MCP-Airlock ships with tools for both cautious and paranoid use cases. The safe_fetch and safe_read tools run Layer 1 only and reject content when injection is detected, which works well for trusted domains where you want speed. The quarantine_fetch and quarantine_read tools run all three layers and warn but proceed, passing only the Q-Agent’s sanitized extraction to your primary agent. There’s also quarantine_scan for pre-flight threat assessment without returning any content, and I recently added safe_search and quarantine_search tools that pipe web searches through the same three-layer defense.
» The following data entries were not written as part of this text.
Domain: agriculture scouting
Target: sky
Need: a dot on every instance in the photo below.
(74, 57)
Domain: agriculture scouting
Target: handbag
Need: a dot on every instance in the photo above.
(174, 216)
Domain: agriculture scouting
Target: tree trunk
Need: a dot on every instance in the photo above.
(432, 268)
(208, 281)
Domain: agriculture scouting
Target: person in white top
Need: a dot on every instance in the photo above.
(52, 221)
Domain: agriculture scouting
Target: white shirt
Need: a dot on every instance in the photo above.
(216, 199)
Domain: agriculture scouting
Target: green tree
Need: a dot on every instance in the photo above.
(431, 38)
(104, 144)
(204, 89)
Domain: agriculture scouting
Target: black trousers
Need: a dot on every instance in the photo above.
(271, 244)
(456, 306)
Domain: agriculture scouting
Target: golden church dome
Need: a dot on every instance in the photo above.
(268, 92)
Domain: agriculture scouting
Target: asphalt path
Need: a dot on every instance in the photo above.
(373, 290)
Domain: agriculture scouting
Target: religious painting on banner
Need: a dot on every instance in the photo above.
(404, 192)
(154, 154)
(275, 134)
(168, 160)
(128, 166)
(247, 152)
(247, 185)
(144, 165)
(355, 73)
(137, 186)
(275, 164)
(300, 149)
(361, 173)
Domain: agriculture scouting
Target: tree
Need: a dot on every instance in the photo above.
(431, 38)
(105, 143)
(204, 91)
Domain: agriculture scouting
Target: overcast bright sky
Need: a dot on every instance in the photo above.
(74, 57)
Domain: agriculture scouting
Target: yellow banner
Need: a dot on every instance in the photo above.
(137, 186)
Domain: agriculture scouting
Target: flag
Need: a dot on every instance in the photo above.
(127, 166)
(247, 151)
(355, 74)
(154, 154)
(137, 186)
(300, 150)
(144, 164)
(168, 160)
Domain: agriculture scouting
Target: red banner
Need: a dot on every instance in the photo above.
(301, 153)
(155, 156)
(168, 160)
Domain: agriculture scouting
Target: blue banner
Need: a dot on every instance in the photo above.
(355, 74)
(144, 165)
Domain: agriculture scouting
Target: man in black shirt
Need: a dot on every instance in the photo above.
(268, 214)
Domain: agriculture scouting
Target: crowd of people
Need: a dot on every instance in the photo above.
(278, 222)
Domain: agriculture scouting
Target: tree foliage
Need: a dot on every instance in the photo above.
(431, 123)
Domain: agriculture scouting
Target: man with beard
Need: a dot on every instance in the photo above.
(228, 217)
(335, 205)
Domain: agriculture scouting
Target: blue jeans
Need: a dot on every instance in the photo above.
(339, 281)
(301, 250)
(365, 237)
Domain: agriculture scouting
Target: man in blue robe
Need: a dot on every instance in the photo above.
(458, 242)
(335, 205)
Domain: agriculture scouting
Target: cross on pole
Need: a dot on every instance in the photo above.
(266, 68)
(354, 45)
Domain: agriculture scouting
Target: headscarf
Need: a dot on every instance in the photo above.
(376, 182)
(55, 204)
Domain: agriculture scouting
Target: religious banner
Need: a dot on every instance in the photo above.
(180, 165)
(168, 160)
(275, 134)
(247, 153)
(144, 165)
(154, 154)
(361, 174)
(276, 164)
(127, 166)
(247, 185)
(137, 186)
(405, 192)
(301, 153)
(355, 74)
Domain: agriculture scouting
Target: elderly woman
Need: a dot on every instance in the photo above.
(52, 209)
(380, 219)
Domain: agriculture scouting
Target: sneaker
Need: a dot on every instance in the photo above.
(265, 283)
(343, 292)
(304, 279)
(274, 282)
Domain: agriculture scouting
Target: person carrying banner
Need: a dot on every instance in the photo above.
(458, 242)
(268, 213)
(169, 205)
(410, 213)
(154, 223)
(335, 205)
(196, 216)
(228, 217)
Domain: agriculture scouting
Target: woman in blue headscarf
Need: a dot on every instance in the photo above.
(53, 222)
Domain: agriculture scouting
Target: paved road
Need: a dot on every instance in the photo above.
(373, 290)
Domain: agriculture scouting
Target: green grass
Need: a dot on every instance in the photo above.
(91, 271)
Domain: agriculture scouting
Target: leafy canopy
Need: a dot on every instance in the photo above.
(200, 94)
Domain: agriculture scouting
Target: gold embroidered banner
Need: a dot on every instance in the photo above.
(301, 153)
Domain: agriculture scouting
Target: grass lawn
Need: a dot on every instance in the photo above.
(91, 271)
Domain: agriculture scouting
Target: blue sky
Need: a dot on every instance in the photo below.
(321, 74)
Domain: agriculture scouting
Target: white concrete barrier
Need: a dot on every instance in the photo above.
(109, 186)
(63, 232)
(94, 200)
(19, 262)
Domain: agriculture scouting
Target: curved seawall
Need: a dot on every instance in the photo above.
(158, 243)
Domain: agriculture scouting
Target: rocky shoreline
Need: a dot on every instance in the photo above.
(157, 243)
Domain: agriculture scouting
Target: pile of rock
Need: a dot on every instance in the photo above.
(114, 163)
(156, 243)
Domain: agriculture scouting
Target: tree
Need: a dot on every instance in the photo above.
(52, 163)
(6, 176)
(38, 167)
Now, I’m pretty sure there are still holes in this approach, but I think it’s a meaningful step forward. If you’re running OpenClaw instances that make web requests, I’d strongly encourage you to route them through MCP-Airlock instead of letting your agents fetch web content directly. The interface is MCP only, and it’s designed to run in a separate container from your autonomous agent, which means the trust boundary is enforced at the container level, not just by hoping the model follows instructions. Even Layer 1 by itself strips a significant amount of attack surface, and the full three-layer pipeline is a much better position to be in than raw, unfiltered web content flowing straight into your agent’s context window. It’s a small configuration change that eliminates entire categories of prompt injection.
For security researchers, the project is AGPL-licensed and the code is on GitHub. It takes about two minutes to install via pip install mcp-airlock-crunchtools or podman run quay.io/crunchtools/mcp-airlock. If you find an attack pattern that gets past all three layers, file an issue. I want to know about it and I want to fix it.